The second one is: Why does she do it?
I don't think "I don't know how she does it" is the real question the real question is why and the answer is frightening: Low-self Esteem.
So let me explain.
Why would Kate still bear to have her father around? First child's need to please people.
Let's face it. She has a degree from Cambridge and a good progressing carrier but she still us text talk while emailing her friends. Is that supposed to be cool? Last time I checked educated people had even speed in typing especially on a keyboard that they don't use text talk. So was she trying to lower herself down not to appear too pretentious?
And she still takes advices on her child's education from the next door neighbor, a stay at home mum she despise. She managed to get a degree with her education which she continuously pull down as being not as good as her husband's because she doesn't speak Latin but she is still the one making more money. Isn't there a little bit of irrationality in her behavior. Is it that stay at home mums because they are in the same room as their kids all day know better about education than someone who actually studied? Personally I don't think so.
My first thought when I met the nanny was please fire her. Kate is so "busy" she is dying for time but the nanny is always late, does nothing in the house, won't touch the dish washer if someone else than a kid used a plate in it, takes days off, get the kid an haircut without consulting with the mother (father apparently agreed) and gets away with everything because she is so needed. I don't think so. Anybody knows that when you don't do your job properly nobody is giving you a job to do. That nanny gets raise, bonus, plane ticket, concert ticket, and more for making Kate's life difficult. What about calling the agency and get a new one? Or was Kate trying to punish herself for even needing a nanny?

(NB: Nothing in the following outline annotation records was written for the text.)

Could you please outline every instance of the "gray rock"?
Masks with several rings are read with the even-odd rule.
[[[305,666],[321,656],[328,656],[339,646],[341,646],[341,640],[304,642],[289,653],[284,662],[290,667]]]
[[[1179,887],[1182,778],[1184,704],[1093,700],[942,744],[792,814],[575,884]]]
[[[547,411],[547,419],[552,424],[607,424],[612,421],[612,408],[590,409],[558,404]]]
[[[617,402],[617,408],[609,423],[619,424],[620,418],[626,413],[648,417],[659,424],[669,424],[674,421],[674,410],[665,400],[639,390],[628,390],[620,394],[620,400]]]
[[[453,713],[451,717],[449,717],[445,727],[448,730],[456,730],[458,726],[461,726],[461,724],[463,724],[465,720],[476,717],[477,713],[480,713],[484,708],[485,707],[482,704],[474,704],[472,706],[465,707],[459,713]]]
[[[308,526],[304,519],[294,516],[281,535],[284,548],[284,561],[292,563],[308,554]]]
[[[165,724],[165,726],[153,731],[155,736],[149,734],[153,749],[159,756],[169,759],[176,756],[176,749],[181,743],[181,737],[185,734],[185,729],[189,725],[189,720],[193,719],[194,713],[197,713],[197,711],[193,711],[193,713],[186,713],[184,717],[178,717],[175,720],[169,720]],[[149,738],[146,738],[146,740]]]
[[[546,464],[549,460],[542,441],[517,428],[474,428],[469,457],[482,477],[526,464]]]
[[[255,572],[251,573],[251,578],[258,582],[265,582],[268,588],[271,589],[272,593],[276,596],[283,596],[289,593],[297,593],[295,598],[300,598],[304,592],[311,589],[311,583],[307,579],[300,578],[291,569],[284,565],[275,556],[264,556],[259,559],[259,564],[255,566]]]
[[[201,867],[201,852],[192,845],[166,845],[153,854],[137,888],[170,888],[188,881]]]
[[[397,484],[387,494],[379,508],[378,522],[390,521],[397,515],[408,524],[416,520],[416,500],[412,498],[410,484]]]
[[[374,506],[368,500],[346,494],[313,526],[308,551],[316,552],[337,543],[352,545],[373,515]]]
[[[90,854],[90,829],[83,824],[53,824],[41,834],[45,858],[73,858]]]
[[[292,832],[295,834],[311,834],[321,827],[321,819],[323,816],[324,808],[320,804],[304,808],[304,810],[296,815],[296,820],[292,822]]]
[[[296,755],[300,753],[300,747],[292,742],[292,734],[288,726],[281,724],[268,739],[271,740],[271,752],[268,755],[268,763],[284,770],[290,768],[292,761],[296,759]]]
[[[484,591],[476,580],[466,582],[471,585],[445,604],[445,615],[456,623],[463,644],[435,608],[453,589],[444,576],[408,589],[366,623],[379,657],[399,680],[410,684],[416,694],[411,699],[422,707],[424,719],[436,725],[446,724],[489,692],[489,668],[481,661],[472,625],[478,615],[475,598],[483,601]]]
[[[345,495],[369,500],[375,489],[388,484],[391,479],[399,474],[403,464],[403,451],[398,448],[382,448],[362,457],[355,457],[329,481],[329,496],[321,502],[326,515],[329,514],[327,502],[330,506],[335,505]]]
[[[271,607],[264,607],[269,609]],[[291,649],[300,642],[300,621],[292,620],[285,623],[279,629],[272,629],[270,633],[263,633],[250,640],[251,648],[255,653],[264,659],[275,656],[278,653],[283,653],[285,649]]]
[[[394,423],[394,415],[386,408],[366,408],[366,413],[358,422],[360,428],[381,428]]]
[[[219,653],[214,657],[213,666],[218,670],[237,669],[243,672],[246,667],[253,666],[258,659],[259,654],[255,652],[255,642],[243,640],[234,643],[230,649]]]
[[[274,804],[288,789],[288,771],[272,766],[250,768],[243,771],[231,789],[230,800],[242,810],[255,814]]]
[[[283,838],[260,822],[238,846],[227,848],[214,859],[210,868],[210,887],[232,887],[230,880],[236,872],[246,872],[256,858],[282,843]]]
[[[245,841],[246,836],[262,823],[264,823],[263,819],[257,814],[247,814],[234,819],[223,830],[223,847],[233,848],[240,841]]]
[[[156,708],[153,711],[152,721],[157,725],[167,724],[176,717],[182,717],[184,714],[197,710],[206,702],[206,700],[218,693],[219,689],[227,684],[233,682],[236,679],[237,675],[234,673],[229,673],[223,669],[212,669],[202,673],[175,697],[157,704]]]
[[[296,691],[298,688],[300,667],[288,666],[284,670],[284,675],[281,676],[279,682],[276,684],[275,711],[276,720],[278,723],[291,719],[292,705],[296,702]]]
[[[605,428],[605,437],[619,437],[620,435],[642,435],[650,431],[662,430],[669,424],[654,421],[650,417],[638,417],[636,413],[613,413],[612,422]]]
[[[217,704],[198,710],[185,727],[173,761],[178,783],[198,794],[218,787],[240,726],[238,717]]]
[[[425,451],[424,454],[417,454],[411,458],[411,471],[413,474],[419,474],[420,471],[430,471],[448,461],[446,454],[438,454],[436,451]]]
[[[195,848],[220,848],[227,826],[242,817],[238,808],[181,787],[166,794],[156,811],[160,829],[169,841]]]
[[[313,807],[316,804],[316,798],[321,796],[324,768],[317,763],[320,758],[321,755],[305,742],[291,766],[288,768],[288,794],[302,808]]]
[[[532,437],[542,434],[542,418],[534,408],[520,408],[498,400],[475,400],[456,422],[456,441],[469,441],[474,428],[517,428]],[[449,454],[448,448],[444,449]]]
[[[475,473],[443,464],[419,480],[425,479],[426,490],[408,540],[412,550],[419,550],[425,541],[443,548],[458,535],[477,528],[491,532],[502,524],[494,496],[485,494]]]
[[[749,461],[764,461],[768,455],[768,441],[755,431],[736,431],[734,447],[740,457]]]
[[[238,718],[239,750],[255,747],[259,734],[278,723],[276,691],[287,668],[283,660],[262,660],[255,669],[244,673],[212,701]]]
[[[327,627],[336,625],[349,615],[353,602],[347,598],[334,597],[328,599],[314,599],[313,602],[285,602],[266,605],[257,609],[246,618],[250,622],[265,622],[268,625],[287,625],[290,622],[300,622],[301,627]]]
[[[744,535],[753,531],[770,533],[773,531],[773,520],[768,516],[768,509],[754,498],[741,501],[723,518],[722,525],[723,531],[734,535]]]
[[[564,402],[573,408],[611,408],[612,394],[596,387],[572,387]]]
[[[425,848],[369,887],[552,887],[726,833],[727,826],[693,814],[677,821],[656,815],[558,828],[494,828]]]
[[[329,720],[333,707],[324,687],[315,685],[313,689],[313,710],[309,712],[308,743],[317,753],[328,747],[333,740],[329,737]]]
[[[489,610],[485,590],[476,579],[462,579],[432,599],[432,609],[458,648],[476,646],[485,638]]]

And the husband. Why did she even marry him in the first place? All he does is taking it easy, not buying anything they need (including the presents for his own side of the family at Christmas.) He can't get the kids dressed. He doesn't help with anything in the house and spend a considerable side sitting in front of the TV. And if he does help with something, he needs considerable praise for it. What's the point of having him around? Love? Making her life even more difficult? And he was feeling bad because she made more money. Marriage is like a team where people should help each other and communicate. All there is here is a guy putting his own needs first and never trying to understand how frustrated his wife is getting. Then he just runs away leaving the house and kids to the nanny, life is so easy, isn't it?
Kate is trying so hard to fit every single other character's expectation that there is no limit. Her problem is not her business, it's her inability to say no to anyone.
Yes, she will be a PTA member because she is a bad mother is she isn't.
Yes, she will be cooking because she is a bad mother is she doesn't.
Yes, she will buy present for everyone even when that means to spend the holidays being criticize.
Yes, she will take one more client without a raise because she needs to work like a man (who would have asked for the money)
The thing is, in real life there a lot of people like Kate and they can never please everyone, no matter how much they try.
So she gives up what she likes the most, her job, for what exactly, fit in the shoes of the image of what the perfect mother should be except that a perfect mother doesn't exist.
My point of view is, she doesn't need to get rid of her job, she needs to get rid of the people who actually make life difficult: Muffia, Nanny (get a better one), husband (get a better one?) And even more than that. Stop blaming herself for her own choices.
I'm rather pleased with the epilogue though.